Mohammed Hanef Bhamjee (OBE), boron on December 1, 1946 passed away peacefully on January 8 after a brief illness.
From an early age, Hanef was exposed to the effects of apartheid by not being able to attend a local school in Wolmaranstad (in the old Transvaal) and had to travel quite a distance to a school in an African area.
This set his lifelong dedication to the struggle against apartheid and for a free, democratic and non-racial South Africa.
His family moved to Pietermaritzburg in 1957. Hanef was enrolled at the Nizamia Primary School, where we met in Standard 4. My poor, working-class background, and his political awakening, led to our becoming lifelong friends.
In February 1961, at the age of 15, Hanef recruited and organised a whole group of pupils to attend essentially political education classes every week.
Politically, Hanef was part of a study group that included Harry Gwala and Goolam Suberdar, who played a significant role in shaping his Marxist thinking. This group included Truman Magubane and other comrades from Sobantu. Hanef was the youngest in the group.
The late Dr Chota Motala likened Hanef to a 1976 cadre active in the 1960 period of the struggle.
Hanef worked with Dr Chota Motala, Dr Vasu Chetty and A.S. Chetty (among others) in this period.
This led to the formation of the PMB branch of the Natal Indian Youth Congress. Some of us were recruited by Hanef to do underground work for uMkhonto we Sizwe in the Pietermaritzburg area. This included organising boycotts, distributing pamphlets, political education camps, painting slogans calling for the end of apartheid and the repeal of the 90-day detention laws.
Hanef also recruited young activists to engage in social responsibility projects that exposed them to the inhumane effects of apartheid.
This resulted in Hanef being harassed by the local Security Branch, leading to interrogation on a number of occasions in the period leading up to his matriculation in 1964.
This increasing harassment, and on the advice of senior comrades, Hanef left South Africa to study to further his political education and training and to link up with the exiled leadership of the ANC in London.
Here, he immediately plunged into the political activities of the ANC, SACP, AAM and IDAF. Once again he was engaged in organising student political education classes all around the UK: London, Birmingham, Wales (Cardiff) and in Ireland (Dublin).
While being a disciplined member of the ANC and SACP (then CPSA), Hanef was an independent thinker with a keen grasp of politics and the struggle.
He didn’t hesitate to speak his mind and criticise leadership. This sometimes brought him into conflict with senior leadership and other fellow activists.
While in London he engaged with comrades Oliver Tambo, Dr Yusuf Dadoo and Joe Slovo.
In 1971, Hanef, after completing a degree in social science at Birmingham University, relocated to Cardiff in Wales to continue with a master’s degree.
Wales Anti-Apartheid Movement
However, he did not complete this degree as he was preoccupied with the founding of the Wales Anti-Apartheid Movement (Waam) in 1972. Hanef served as Waam secretary until 1994 when Actsa was formed.
In order to earn a living , Hanef became a sociology tutor at the University of Cardiff, and later, a human rights lawyer with a local firm of attorneys.
In the lifetime he spent in Cardiff, Hanef travelled throughout the UK drumming up support for the struggle against apartheid.
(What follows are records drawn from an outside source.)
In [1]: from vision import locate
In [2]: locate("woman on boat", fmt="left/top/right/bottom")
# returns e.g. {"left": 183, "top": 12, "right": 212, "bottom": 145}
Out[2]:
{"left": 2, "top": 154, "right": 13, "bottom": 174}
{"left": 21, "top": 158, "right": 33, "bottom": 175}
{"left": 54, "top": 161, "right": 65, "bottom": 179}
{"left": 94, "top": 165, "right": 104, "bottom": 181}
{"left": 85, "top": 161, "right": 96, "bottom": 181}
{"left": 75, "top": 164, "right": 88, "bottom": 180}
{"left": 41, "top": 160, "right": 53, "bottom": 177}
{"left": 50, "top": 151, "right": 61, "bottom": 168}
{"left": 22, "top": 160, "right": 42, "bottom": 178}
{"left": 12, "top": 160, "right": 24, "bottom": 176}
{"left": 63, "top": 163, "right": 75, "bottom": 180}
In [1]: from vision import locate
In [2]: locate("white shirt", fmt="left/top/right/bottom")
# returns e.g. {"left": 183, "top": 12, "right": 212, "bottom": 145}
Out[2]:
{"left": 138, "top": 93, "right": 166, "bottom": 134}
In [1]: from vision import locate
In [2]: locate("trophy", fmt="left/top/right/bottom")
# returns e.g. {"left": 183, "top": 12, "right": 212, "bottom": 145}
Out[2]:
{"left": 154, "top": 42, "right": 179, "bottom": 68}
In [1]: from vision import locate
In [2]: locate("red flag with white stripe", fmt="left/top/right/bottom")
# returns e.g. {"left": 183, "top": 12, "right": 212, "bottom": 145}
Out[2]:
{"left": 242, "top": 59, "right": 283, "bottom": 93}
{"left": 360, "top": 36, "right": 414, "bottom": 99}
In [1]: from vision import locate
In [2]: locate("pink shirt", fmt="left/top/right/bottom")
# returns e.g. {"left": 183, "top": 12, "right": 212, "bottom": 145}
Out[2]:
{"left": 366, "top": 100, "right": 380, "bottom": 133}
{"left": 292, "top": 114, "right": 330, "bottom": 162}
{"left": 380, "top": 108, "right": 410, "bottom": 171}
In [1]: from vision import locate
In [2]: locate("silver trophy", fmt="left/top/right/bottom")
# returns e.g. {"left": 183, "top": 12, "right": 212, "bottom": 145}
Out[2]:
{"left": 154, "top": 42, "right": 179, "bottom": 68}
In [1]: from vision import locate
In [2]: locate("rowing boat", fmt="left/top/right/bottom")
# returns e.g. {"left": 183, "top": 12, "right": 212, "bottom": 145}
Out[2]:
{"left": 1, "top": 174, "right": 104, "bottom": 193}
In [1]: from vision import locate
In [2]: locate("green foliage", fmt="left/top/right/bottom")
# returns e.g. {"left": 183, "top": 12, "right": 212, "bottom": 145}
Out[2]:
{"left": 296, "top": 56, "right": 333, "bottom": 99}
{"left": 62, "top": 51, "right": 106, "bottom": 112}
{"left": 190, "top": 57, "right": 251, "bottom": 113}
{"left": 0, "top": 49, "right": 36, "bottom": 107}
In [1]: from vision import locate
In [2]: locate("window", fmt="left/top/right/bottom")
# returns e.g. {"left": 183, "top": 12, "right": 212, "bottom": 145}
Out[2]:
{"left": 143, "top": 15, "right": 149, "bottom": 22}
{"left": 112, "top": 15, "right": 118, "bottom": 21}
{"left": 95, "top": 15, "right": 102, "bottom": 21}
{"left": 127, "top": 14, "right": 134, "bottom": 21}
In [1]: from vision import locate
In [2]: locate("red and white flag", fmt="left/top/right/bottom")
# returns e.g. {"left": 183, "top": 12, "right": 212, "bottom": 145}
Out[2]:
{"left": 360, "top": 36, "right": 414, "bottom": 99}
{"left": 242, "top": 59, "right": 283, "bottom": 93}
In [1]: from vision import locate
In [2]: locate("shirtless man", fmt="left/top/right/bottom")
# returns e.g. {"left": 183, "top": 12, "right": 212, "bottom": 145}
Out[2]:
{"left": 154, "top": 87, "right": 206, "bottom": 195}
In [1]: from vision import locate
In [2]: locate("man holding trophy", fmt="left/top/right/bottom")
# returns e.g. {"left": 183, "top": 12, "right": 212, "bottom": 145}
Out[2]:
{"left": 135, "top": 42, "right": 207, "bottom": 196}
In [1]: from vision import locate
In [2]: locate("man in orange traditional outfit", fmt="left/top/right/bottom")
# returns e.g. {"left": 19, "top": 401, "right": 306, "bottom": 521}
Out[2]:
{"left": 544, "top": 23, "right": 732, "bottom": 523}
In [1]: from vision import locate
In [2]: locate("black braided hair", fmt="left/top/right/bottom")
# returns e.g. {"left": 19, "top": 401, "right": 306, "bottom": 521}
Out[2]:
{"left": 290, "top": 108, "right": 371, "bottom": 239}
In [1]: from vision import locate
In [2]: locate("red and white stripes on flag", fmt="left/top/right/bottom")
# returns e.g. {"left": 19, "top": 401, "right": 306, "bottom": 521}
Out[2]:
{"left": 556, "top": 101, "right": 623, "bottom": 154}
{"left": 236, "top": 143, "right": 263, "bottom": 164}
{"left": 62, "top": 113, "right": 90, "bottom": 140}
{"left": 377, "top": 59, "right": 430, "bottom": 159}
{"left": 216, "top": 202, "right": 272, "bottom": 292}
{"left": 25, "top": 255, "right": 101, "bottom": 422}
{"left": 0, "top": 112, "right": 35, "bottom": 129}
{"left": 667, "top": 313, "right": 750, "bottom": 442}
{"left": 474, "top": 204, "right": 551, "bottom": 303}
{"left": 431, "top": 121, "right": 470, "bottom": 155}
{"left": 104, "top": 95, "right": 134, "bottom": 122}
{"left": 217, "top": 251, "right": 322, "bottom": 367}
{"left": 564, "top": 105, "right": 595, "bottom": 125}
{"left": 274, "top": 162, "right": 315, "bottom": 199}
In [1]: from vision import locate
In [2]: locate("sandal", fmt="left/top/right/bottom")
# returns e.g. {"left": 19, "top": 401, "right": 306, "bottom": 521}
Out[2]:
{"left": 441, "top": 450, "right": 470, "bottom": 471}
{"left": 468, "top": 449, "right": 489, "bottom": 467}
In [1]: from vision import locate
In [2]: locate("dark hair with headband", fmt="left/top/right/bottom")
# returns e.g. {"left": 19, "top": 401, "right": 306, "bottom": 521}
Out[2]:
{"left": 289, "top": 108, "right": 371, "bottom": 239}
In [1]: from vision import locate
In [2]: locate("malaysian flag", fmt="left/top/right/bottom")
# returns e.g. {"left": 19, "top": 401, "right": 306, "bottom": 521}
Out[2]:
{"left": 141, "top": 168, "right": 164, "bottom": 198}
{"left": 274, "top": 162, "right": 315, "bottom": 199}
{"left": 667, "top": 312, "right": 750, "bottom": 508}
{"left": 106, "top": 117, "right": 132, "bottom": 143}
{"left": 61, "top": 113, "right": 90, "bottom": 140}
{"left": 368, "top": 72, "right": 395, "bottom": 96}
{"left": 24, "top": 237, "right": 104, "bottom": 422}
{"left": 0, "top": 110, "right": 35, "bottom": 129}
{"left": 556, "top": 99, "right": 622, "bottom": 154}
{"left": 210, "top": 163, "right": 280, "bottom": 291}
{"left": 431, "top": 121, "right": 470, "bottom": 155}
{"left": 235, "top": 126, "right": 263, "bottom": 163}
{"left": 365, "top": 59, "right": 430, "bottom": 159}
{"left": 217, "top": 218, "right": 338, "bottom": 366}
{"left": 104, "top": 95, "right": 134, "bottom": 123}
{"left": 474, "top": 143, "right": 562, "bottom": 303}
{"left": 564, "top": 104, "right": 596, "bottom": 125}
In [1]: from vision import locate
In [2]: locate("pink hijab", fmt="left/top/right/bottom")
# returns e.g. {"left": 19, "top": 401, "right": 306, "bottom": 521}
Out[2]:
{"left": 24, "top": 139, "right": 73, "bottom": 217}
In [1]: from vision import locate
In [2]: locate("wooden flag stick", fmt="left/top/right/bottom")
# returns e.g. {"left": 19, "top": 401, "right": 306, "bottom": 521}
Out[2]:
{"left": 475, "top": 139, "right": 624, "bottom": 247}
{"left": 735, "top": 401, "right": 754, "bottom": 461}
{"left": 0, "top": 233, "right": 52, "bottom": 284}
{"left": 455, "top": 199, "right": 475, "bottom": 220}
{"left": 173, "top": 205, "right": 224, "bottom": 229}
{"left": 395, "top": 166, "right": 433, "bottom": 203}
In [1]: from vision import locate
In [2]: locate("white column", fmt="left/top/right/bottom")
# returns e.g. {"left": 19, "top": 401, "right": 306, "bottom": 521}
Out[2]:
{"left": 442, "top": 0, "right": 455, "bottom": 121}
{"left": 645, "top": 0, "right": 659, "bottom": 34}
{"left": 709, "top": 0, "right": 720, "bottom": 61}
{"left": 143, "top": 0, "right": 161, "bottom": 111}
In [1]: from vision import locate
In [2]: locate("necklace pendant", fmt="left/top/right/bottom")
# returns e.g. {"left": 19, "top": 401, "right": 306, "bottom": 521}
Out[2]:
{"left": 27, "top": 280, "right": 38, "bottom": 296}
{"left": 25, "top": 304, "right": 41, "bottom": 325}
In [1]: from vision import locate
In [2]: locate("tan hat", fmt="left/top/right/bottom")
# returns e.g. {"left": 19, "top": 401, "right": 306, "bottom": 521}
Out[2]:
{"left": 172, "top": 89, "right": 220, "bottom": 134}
He addressed major conferences on the opposition to apartheid, including addressing the UN committee on the Boycott Apartheid movement.
Hanef’s work in the Waam led to him being awarded an OBE by England’s Queen in 2003, in recognition of his “services to race relations, the Wales Anti- Apartheid Movement, and the charity and voluntary sector”.
He accepted this award on behalf of the thousands of members and volunteers of Waam.
Here in South Africa, in 2009, the Gandhi Development Trust presented Hanef with a Satyagraha award for his “contribution to the struggle for freedom in South Africa”.
Scathing of corruption
Characteristically, in his acceptance speech, he was scathing in his criticism of corruption and lack of the delivery of services, as well as the jostling for power and patronage among comrades.
He was also critical of the many individuals who became extremely wealthy as beneficiaries of BEE, but did not give back some of their wealth to the communities from which they came.
Hanef viewed his involvement in the struggle as being of service to the poor and marginalised in the country. He was a humble, caring person, a committed revolutionary, a socialist and internationalist, a freedom fighter and fearless champion for the cause of social justice.
His political education, practical work and thinking influenced a whole generation of activists in London, Dublin, Wales, Mumbai and here in South Africa.
Hanef’s contribution not recognised
Sadly, Hanef’s contribution, vital in the third pillar of the struggle against apartheid viz international boycott and isolation of the apartheid regime, has not been given due recognition in the country of his birth.
This was as a result of his strident criticism and talking truth to power.
The greatest tribute one can pay to Hanef is to emulate the ideals that he stood for, celebrate his life and continue the struggle. Hamba Kahle Comrade Hanef.